Cocoons to green energy

July 15, 2014 05:49 pm | Updated 05:49 pm IST

Indian scientists have found that the humble silk cocoon may hold the key to the world’s clean and green energy puzzle.

Indian scientists have found that the humble silk cocoon may hold the key to the world’s clean and green energy puzzle.

Centuries ago trade in Chinese silk spawned the mighty transcontinental network of passages dubbed the Silk Route. Now, Indian scientists have found that the humble silk cocoon, the source of exquisite Tussar silks, may hold the key to the world’s clean and green energy puzzle.

Experts at the Indian Institute of Technology-Kanpur (IIT-K) have fabricated simple devices from silk cocoon membranes (SCM) which, in the presence of water vapour, can generate enough electricity to run low-power electronic systems. In addition, they observed the electricity produced increases with the temperature.

For their experiments, the team at IIT-K’s Department of Biological Sciences and Bioengineering (BSBE) and Center for Environmental Sciences and Engineering, used cocoons of Bombyx morii (silkworm of the mulberry tree) and antheraea mylitta (the non-mulberry species, the source of Tussar silk).

“The devices comprised pieces of SCM, cut into pieces of regular sizes, sandwiched between electrodes.
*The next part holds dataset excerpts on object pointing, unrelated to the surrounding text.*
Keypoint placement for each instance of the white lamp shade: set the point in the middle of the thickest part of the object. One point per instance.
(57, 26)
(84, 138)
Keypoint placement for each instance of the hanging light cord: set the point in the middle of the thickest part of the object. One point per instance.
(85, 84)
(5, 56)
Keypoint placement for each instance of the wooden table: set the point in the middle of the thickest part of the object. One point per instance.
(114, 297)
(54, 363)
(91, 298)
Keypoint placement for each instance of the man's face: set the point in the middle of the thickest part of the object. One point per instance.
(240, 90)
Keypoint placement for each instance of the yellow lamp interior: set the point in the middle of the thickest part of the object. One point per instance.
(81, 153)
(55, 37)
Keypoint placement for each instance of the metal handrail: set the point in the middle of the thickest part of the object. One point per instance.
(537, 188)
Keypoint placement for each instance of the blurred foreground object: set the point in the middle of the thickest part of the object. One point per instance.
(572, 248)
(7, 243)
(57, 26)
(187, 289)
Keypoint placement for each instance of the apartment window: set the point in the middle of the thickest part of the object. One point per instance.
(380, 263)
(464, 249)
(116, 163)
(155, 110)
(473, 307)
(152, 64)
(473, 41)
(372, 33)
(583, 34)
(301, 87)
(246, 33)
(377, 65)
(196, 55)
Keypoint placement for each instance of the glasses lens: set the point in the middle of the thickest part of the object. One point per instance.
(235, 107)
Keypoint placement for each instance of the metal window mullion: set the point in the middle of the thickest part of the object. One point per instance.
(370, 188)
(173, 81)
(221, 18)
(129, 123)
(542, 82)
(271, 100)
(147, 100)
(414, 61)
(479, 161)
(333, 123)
The project’s goal was to generate electricity cheaply and in a sustainable, eco—friendly way. The water vapour content (humidity) was never less than 80-90 per cent.
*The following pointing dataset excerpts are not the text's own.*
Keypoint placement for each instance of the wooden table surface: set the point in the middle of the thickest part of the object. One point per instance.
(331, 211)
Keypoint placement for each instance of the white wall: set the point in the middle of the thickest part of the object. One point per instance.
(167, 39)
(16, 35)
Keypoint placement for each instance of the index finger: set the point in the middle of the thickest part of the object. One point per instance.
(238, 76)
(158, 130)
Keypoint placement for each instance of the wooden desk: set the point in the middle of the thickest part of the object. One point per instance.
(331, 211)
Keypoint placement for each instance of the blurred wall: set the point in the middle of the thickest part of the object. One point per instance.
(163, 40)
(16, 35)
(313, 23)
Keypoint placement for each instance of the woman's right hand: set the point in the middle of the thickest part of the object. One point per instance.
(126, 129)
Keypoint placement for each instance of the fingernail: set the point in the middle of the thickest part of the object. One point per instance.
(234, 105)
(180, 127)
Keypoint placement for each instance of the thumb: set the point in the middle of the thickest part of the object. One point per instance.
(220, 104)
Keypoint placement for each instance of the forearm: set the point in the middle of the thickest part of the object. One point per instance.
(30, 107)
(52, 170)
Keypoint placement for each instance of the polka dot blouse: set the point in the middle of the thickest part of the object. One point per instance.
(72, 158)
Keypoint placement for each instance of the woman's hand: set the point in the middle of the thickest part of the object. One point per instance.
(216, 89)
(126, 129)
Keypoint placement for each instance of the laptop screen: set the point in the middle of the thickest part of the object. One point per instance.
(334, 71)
“When the temperature was made to go up (around 80 degrees centigrade), the current also went up,” Mainak Das, leader of the study and assistant professor, BSBE, told IANS over the phone from Kanpur.

For example, around three Bombyx cocoon pieces can light up one red LED of 1.6 volts.
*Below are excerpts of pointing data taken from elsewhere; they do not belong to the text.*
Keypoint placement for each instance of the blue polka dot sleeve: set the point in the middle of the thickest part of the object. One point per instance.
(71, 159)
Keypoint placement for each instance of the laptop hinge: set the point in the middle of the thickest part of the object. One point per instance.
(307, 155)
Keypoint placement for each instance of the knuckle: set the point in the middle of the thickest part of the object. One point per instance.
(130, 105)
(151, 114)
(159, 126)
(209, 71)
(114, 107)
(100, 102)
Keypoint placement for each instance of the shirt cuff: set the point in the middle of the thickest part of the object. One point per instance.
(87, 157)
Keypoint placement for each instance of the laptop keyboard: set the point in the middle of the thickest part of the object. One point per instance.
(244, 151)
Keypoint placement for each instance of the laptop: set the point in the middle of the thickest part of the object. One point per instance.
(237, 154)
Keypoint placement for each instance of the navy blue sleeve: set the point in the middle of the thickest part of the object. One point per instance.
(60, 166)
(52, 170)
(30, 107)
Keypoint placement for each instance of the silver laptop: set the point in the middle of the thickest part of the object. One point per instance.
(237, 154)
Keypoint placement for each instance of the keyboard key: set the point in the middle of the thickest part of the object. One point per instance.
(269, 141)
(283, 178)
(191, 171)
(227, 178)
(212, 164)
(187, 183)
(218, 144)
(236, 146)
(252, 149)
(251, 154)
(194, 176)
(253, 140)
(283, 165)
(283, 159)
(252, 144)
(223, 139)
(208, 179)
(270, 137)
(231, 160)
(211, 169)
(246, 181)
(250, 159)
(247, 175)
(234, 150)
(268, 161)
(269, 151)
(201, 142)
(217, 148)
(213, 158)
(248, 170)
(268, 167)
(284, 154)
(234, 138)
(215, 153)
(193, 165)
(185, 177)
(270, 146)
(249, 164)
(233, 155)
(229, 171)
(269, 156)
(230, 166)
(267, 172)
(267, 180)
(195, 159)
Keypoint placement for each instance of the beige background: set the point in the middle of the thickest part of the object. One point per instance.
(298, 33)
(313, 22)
“The LED is powered by extracting the electrical energy from cocoon. In the device, the cocoon has been treated as the circuit component. Interestingly, in the absence of humidity, the cocoon failed to produce electricity,” Das explained.

Another crucial discovery of the project, by team member and corresponding author of the study Brindan Tulachan, who hails from Nepal, is that the innovative bio-hybrid device not only triggers energy production but also acts as some sort of a battery or capacitator.

“Think of rural areas where there is no electricity for hours on end. What if such batteries could supply power for a couple of hours?” Das asked.

These discoveries shed light on the thermo-electrical properties of silk, which is essentially natural protein fibre (mainly made up of fibroin), and opens up new avenues for harnessing natural products for green energy.

What this means is that silk or the protein, produced by thousands of other species of insects and silkworms, can be explored for such attributes and production of these bio-materials scaled up through different bio-technological interventions that are in use today, Das said.

“Just like Bombyx or Antheraea silk cocoons, other silk may have similar properties which need to be explored,” he reckoned.

Moreover, it’s not just the prospect of new green energy technologies. The process can be tapped to tackle waste heat management, especially the heat (humidified waste heat) given out by thermal and nuclear power plants.